Student marketers boost school's lunch sales

By Kevin Dayton
Advertiser Big Island Bureau

HILO, Hawai'i — To some high school students, eating school lunch just isn't cool. Others gripe that they don't like the meals, or don't want to wait in line.

Marketing students, from left, Yui Kanzawa, Anne Matsusaka (holding sign), John Kanazawa and Paul Figueroa (holding a school lunch), offered prizes to encourage their classmates to eat school lunches.

Photo courtesy Sheri Kojima

So it wasn't an easy assignment when a group of marketing students at Waiakea High School in Hilo set out to lure their classmates back to the cafeteria. But they did it, using an advertising campaign and prize giveaways to boost the number of school lunches served in September by about a third.

The project was good practice for Waiakea students in the Distributive Education Clubs of America (DECA), and was more than just an academic exercise, according to school food service manager Mike Bartelt.

The number of lunches served in September is a statistic used to calculate cafeteria staffing levels for the rest of the school year, so serving extra meals that month helped shield the cafeteria's dozen workers from any staffing cuts, he said.

Waiakea senior Anne Matsusaka, who is president of the state DECA, said she was surprised when incentive drawings for $50 gift certificates at the Prince Kuhio Plaza mall attracted so many students.

The cafeteria served about 8,000 lunches in September, up from 6,000 in September 2002.

"I didn't think that it would go up by 2,000," said Matsusaka, 17. "I thought it would go up a little, but not that much."

Sheri Kojima, who teaches marketing and is adviser for the Waiakea DECA members, said the students sketched out a "Start Living Healthy" campaign in the opening weeks of school to stress the nutritional benefits of cafeteria lunches. Their slogan was "Eat Lunch, Win Big!"

Club members then approached local businesses to ask for cash contributions of $25 or so to finance the effort, and used the $400 they raised to buy gift certificates at the mall. Those were used as prizes in weekly drawings for students who bought cafeteria lunches.

The project got a boost from the school administration, which halted outside food sales on campus in September and limited soda sales on campus to the hours before school started and after it ended, Bartelt said.

"With any incentive, you can push those kids who don't normally eat," he said. But it didn't hurt that they had few other sources of food and beverage, he said.
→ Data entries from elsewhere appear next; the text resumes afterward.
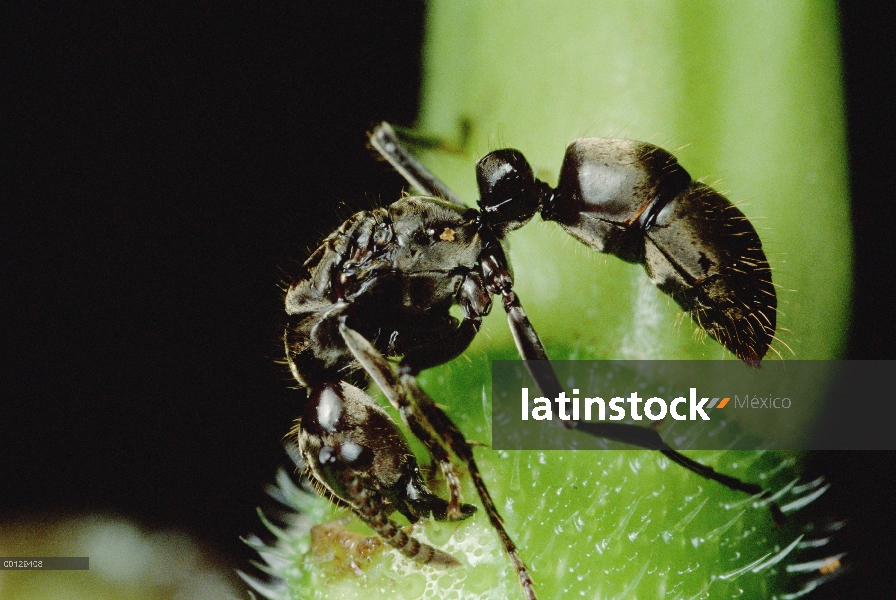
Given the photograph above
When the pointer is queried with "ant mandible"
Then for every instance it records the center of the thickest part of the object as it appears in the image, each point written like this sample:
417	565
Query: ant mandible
381	286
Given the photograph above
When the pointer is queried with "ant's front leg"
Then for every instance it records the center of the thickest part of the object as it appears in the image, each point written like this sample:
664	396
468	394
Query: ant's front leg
357	456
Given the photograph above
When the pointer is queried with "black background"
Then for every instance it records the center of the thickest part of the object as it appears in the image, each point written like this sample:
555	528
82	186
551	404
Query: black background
170	165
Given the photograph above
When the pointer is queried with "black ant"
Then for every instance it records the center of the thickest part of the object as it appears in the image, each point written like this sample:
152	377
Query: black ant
381	286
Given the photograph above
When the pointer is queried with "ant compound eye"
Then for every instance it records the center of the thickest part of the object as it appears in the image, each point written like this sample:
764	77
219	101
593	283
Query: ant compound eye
382	235
507	187
326	456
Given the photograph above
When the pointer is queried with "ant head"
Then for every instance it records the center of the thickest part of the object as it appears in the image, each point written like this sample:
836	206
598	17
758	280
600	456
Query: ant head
509	194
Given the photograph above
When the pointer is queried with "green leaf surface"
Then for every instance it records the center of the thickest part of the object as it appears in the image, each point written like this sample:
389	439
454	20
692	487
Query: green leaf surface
748	95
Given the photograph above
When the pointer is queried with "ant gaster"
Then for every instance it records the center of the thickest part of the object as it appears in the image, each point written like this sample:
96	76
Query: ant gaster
381	286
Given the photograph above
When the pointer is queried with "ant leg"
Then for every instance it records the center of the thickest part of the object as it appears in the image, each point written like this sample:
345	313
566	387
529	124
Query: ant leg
379	369
356	455
459	445
533	353
384	141
372	511
431	425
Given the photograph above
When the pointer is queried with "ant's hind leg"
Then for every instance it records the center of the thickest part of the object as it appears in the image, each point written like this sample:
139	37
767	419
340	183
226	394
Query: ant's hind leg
459	445
532	352
380	370
373	512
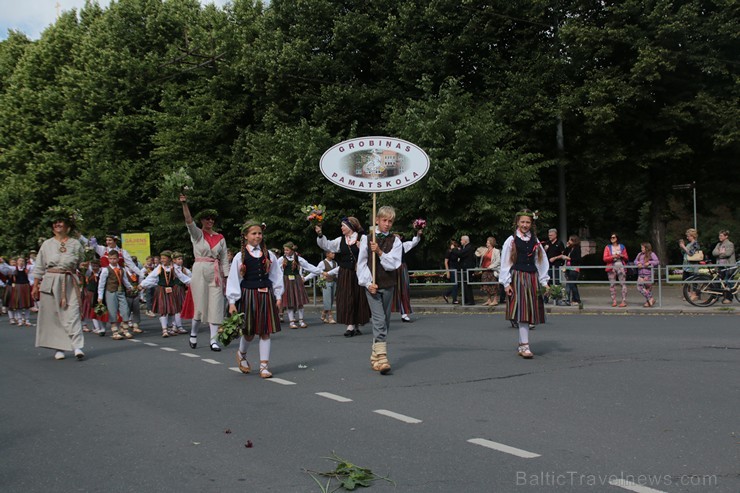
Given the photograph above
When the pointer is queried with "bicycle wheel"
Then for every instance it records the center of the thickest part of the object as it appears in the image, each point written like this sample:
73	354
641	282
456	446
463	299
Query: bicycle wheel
700	289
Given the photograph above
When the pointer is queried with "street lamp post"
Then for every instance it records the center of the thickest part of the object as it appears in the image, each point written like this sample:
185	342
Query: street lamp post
689	186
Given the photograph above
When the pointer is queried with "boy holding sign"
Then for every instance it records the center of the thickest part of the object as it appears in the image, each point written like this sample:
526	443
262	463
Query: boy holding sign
383	252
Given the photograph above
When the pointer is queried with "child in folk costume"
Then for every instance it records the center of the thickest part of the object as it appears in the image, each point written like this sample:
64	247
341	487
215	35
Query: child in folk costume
133	301
329	268
112	287
255	288
18	292
645	262
387	250
524	267
402	297
352	307
165	304
294	294
90	277
210	268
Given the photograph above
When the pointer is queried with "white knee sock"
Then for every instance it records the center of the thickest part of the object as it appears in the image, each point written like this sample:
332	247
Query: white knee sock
264	349
243	345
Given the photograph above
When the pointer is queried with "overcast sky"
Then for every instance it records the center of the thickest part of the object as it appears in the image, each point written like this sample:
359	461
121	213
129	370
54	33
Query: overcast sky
33	16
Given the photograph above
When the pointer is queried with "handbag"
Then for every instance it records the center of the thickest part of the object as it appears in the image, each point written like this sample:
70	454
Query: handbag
698	256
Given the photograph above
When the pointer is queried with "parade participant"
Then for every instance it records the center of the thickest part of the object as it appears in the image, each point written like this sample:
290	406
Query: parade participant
615	257
328	265
379	291
90	278
294	293
352	307
645	262
524	267
209	271
402	291
165	304
18	293
255	288
111	244
55	286
112	288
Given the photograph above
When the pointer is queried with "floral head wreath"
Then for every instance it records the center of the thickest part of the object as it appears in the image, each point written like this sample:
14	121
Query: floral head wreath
247	225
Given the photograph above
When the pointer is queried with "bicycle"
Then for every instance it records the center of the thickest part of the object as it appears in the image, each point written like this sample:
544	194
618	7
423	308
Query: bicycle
709	288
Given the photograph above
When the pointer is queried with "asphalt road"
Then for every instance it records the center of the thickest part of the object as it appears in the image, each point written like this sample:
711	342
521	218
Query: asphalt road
609	403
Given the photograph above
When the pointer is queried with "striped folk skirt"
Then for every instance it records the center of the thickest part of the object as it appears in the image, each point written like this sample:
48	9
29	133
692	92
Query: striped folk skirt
402	295
525	305
352	307
295	295
261	315
18	296
166	303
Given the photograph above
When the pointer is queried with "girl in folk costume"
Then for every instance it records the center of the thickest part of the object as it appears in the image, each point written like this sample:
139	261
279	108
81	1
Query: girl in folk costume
165	304
615	258
329	288
645	262
55	286
18	293
352	307
524	267
133	301
402	293
209	271
255	288
112	287
90	279
294	294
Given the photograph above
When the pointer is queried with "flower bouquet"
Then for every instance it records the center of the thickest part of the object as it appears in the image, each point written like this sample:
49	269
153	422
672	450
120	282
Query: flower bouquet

The number of lunches served fell in October to about 7,300 after the marketing effort ended, but was still about 12 percent higher than October 2002, Bartelt said. He credits the marketing effort for the uptick in lunch sales last month.

In hindsight, Matsusaka said she believes the project would have led to even higher lunch sales if it had been better publicized in school bulletins or announced more frequently over the school public address system.

Next year, club members are considering stationing popular entertainers in the cafeteria to draw more students, and expanding the incentive drawings to include concert tickets, Kojima said.

They also plan to do some detailed marketing surveys to determine precisely why so many students aren't digging into school lunches, she said. But limited surveying this year offered a few clues.

"Overall, the kids said they want Taco Bell and Pizza Hut here," Kojima said.